I also noticed that my heart rate was higher the worse I felt; my body was telling me to rest more and do less. Dr. Nancy Klimas and Connie Sol of Nova Southeastern University Institute for Neuro Immune Medicine in Florida recommend tracking resting heart rate each morning upon waking, while lying down and before taking any caffeine or other stimulants. Keep records to see how your resting heart rate varies, as a measure of how you are feeling. Over-doing one day will result in a higher heart rate the next day (or for several days after), leaving less room for activity.
My heart rate was almost always over my AT, even with mild daily activities, sometimes just while lying on the couch!
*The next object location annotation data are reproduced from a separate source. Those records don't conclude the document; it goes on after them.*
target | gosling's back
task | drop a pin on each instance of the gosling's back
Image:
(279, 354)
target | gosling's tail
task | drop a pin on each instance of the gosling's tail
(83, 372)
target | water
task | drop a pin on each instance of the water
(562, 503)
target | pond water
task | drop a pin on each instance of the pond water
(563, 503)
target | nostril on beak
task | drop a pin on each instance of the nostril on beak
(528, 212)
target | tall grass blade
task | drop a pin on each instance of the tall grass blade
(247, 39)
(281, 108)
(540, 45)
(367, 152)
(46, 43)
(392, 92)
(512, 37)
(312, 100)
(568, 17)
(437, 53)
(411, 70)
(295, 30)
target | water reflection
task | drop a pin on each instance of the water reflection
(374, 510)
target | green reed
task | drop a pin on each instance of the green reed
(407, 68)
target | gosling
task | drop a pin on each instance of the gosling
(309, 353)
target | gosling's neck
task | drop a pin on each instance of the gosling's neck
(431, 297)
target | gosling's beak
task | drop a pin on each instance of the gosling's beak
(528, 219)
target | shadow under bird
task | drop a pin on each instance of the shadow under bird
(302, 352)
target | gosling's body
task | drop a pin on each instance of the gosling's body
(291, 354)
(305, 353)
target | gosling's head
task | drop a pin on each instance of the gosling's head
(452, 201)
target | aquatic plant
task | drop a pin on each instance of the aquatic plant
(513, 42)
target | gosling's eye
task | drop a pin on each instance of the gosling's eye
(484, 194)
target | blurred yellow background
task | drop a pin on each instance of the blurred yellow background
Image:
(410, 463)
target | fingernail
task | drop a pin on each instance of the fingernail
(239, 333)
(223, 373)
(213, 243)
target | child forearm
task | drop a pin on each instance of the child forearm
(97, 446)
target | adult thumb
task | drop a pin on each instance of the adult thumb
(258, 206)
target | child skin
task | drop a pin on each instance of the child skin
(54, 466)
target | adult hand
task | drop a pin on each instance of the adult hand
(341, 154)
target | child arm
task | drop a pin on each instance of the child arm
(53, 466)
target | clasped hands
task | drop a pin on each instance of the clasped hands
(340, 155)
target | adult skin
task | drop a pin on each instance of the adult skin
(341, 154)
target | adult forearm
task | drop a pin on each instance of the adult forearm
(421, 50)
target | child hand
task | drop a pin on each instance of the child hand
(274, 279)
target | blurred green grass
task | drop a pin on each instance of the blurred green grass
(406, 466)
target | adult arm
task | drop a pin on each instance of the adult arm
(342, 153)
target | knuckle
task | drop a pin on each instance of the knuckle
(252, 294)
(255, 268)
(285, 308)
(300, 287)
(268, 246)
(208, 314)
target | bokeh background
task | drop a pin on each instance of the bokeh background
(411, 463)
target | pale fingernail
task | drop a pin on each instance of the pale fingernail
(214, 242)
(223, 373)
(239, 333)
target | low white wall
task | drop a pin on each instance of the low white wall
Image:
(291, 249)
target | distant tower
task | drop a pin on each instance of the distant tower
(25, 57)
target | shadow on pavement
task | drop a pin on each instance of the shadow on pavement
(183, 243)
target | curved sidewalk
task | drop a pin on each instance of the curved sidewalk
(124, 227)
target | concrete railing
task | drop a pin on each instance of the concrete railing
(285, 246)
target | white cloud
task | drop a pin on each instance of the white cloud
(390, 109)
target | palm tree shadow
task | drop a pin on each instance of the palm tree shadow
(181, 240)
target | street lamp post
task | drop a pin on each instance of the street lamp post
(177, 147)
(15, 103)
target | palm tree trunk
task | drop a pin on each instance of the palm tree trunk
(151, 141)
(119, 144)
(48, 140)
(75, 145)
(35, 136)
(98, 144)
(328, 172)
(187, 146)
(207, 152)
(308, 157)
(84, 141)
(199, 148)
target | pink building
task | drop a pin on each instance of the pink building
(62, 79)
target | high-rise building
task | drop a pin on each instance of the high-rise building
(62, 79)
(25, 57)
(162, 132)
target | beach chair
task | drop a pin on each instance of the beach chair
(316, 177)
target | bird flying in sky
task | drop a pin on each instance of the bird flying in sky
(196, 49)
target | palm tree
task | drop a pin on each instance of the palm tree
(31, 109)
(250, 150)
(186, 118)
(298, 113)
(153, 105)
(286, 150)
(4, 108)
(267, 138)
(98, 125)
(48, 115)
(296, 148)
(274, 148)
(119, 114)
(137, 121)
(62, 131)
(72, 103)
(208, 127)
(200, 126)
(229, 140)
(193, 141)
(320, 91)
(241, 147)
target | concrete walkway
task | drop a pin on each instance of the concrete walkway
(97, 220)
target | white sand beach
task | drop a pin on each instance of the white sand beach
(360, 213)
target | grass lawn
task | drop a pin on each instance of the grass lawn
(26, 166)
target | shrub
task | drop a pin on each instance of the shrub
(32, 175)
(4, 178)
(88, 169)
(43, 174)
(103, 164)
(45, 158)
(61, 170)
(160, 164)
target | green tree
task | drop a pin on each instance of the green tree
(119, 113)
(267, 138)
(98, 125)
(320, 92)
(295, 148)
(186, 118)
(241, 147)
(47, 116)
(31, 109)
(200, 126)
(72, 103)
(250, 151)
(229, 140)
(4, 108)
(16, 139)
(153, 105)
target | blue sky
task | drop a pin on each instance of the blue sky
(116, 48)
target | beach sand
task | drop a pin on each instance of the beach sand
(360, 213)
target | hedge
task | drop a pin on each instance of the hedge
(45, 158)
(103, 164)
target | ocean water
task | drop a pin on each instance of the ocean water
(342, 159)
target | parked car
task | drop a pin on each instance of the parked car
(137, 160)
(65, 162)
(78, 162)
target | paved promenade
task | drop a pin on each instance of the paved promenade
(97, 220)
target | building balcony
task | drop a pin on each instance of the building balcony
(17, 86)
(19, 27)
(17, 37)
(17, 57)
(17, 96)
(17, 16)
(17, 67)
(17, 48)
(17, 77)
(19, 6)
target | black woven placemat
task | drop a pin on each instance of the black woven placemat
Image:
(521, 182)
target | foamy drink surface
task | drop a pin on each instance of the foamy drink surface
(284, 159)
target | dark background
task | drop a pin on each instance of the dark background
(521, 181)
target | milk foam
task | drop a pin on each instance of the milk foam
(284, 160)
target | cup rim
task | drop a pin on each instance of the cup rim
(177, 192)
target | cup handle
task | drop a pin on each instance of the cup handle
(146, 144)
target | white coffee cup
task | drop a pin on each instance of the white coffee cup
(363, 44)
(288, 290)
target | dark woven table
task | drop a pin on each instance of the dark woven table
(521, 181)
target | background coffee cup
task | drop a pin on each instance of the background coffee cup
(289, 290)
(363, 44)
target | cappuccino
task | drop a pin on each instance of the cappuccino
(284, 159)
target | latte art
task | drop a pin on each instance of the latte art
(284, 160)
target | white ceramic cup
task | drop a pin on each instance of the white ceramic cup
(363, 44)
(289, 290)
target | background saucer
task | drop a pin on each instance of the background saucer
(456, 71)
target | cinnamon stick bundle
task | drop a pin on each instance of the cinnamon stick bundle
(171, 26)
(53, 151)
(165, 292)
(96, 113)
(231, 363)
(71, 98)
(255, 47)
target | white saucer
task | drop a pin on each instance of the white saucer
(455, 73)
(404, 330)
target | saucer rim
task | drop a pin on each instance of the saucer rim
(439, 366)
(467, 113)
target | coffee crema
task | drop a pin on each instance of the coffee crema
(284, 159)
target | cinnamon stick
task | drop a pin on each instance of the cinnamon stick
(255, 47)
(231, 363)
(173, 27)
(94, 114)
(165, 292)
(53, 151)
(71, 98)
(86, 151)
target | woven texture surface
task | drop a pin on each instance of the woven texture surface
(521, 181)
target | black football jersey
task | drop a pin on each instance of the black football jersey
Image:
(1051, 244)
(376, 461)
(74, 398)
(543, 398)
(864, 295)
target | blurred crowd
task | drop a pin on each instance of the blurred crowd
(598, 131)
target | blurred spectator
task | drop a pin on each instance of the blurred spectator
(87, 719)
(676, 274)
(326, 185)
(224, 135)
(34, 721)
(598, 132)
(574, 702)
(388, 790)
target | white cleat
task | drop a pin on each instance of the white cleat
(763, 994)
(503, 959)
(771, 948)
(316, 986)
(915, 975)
My next step was to treat my OI in order to lower my heart rate to more normal levels. In my case, low-dose extended-release beta blockers worked well and immediately lowered my heart rate by 30 bpm (it takes some trial and error for each person to find what works best). This was life-changing for me. Combined with using my heart rate monitor, the beta blockers allowed me to stay within my limits most of the time and even take walks again, go grocery shopping, and cook meals for my family without crashing. As in Stevens’ case study, my gains were additive over time; the more I was able to exercise and improve my fitness, the more my AT increased, allowing me to be even more active. PEM is rare for me now, and I live an active life. I can even walk for more than an hour (wearing my HRM and staying below my AT), with no PEM.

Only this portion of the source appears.